任务 ID: task-t038p7-3c0199  |  文件: task.md  |  最后修改: 2026-03-01 21:26:52

Task task-t038p7-3c0199 — 智能代理池 + 重叠路由重构(T038-P7)

文件路径

原始需求

两件事合并执行:
1. 智能代理池:所有 channel 的 HTTP 请求支持代理池自动 fallback + 学习最优代理
2. 重叠路由重构:重叠源(GitHub/YouTube/Bilibili/Reddit)搜索走 SearXNG,Channel 专注 read

设计方案(必读)/root/.openclaw/workspace/tasks/T038-P7-proxy-pool-design.md


执行链

coder → reviewer → 爱衣质检


Ai.Dev 💻(session key: agent:coder:main

执行前必读
1. /root/.openclaw/workspace/tasks/T038-P7-proxy-pool-design.md — 完整设计方案
2. /srv/projects/agent-reach/ai_search/channels/base.py — 当前基类
3. /srv/projects/agent-reach/ai_search/core.py — 当前路由逻辑
4. /srv/projects/agent-reach/ai_search/config.py — 当前配置


Part A:智能代理池(6 步)

A1:新建 ai_search/proxy_pool.py(~200 行)

实现 SmartProxyPool 类,核心功能:

@dataclass
class ProxyStat:
    success: int = 0
    fail: int = 0
    total_latency_ms: float = 0.0
    last_success_ts: float = 0.0
    last_fail_ts: float = 0.0

class SmartProxyPool:
    STATS_FILE = Path.home() / ".ai-search" / "proxy-stats.json"
    DIRECT = "__direct__"

    def __init__(self, proxies: List[str]): ...
    def get_ranked(self, domain: str) -> List[str]: ...
    def record(self, proxy: str, domain: str, success: bool, latency_ms: float = 0): ...
    def summary(self) -> Dict: ...
    def reset_domain(self, domain: str): ...
    def _load(self) -> None: ...
    def _save(self) -> None: ...  # 防抖:30秒内最多写一次

# 单例
_pool: Optional[SmartProxyPool] = None

def init_pool(proxies: List[str]) -> SmartProxyPool: ...
def get_pool() -> Optional[SmartProxyPool]: ...

评分公式get_ranked 内部):

score = success_rate × speed_factor × recency_bonus
# success_rate: success / attempts(未测试 = 0.5)
# speed_factor: min(1000 / avg_latency_ms, 2.0)(未成功 = 0.1)
# recency_bonus: 1.2 if 30分钟内成功, 0.8 if 30分钟内失败, 1.0 otherwise
# 完全未测试: exploration_score = 0.4

统计持久化到 ~/.ai-search/proxy-stats.json_save() 实现防抖(距上次写入 < 30s 则跳过,除非是 reset_domain)。

A2:修改 ai_search/channels/base.py — 添加 fetch 方法

Channel 基类添加:

class Channel:
    PROXY_MODE = "fallback"  # "fallback" | "always" | "never"

    async def fetch(self, url: str, method: str = "GET",
                    headers: dict = None, timeout: float = 10,
                    **kwargs) -> httpx.Response:
        """统一 HTTP 请求,自动使用智能代理池。
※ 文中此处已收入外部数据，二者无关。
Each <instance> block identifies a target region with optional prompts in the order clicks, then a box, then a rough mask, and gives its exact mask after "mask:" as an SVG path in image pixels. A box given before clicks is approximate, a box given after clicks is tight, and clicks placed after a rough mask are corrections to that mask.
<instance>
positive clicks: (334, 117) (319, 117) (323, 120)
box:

"""
        from ai_search.proxy_pool import get_pool
        pool = get_pool()
        domain = urlparse(url).netloc

        if self.PROXY_MODE == "never" or pool is None:
            async with httpx.AsyncClient(timeout=timeout, headers=headers) as c:
                return await c.request(method, url, **kwargs)
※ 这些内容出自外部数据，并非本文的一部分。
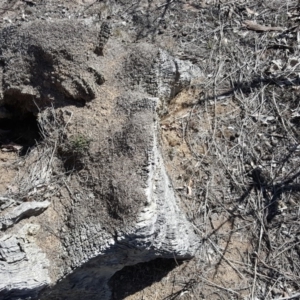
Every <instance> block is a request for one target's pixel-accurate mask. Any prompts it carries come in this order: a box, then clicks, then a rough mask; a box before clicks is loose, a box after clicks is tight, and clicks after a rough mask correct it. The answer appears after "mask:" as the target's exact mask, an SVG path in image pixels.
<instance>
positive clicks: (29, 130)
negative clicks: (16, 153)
mask: <svg viewBox="0 0 300 300" xmlns="http://www.w3.org/2000/svg"><path fill="white" fill-rule="evenodd" d="M41 139H42V135H41V133H40V129H39V126H38V121H37V117H36V116H35V115H34V113H32V112H21V111H20V110H18V109H16V108H15V107H14V106H10V105H4V106H1V107H0V148H1V149H2V151H7V152H18V154H19V155H20V156H24V155H26V154H27V153H29V151H30V149H31V148H32V147H34V146H35V145H36V144H37V142H39V141H41Z"/></svg>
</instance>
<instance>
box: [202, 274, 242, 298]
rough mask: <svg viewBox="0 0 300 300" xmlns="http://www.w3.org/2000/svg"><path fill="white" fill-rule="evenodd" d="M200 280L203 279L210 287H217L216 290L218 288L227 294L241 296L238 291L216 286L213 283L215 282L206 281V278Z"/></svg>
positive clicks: (218, 288) (215, 284)
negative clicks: (229, 292)
mask: <svg viewBox="0 0 300 300" xmlns="http://www.w3.org/2000/svg"><path fill="white" fill-rule="evenodd" d="M200 278H201V279H202V280H204V281H205V282H206V284H207V285H210V286H213V287H216V288H218V289H221V290H224V291H227V292H230V293H233V294H236V295H238V296H240V293H238V292H236V291H234V290H231V289H227V288H225V287H223V286H220V285H217V284H215V283H213V282H211V281H209V280H207V279H205V278H204V277H200Z"/></svg>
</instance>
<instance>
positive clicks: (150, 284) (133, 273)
mask: <svg viewBox="0 0 300 300" xmlns="http://www.w3.org/2000/svg"><path fill="white" fill-rule="evenodd" d="M182 263H183V261H178V260H174V259H165V258H157V259H155V260H152V261H149V262H145V263H139V264H136V265H133V266H127V267H124V268H123V269H122V270H120V271H118V272H116V273H115V274H114V275H113V276H112V277H111V279H110V280H109V287H110V289H111V291H112V297H111V300H121V299H124V298H126V297H128V296H129V295H133V294H135V293H136V292H138V291H142V290H143V289H144V288H146V287H148V286H150V285H151V284H153V283H155V282H159V281H161V280H162V278H163V277H165V276H166V275H167V274H168V273H169V272H170V271H171V270H173V269H174V268H176V267H177V266H178V265H180V264H182Z"/></svg>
        ranked = pool.get_ranked(domain)
        if self.PROXY_MODE == "always":
            ranked = [p for p in ranked if p != pool.DIRECT]

        last_error = None
        for proxy in ranked[:4]:  # 最多试 4 个
            proxy_url = None if proxy == pool.DIRECT else proxy
            t0 = time.time()
            try:
                async with httpx.AsyncClient(
                    proxy=proxy_url, timeout=timeout, headers=headers
                ) as c:
                    resp = await c.request(method, url, **kwargs)
                latency = (time.time() - t0) * 1000
                if resp.status_code in (403, 429, 503):
                    pool.record(proxy, domain, False, latency)
                    last_error = f"HTTP {resp.status_code}"
                    continue
                pool.record(proxy, domain, True, latency)
                return resp
            except (httpx.TimeoutException, httpx.ProxyError,
                    httpx.ConnectError, OSError) as e:
                latency = (time.time() - t0) * 1000
                pool.record(proxy, domain, False, latency)
                last_error = str(e)
                continue

        raise ConnectionError(f"All proxies failed for {domain}: {last_error}")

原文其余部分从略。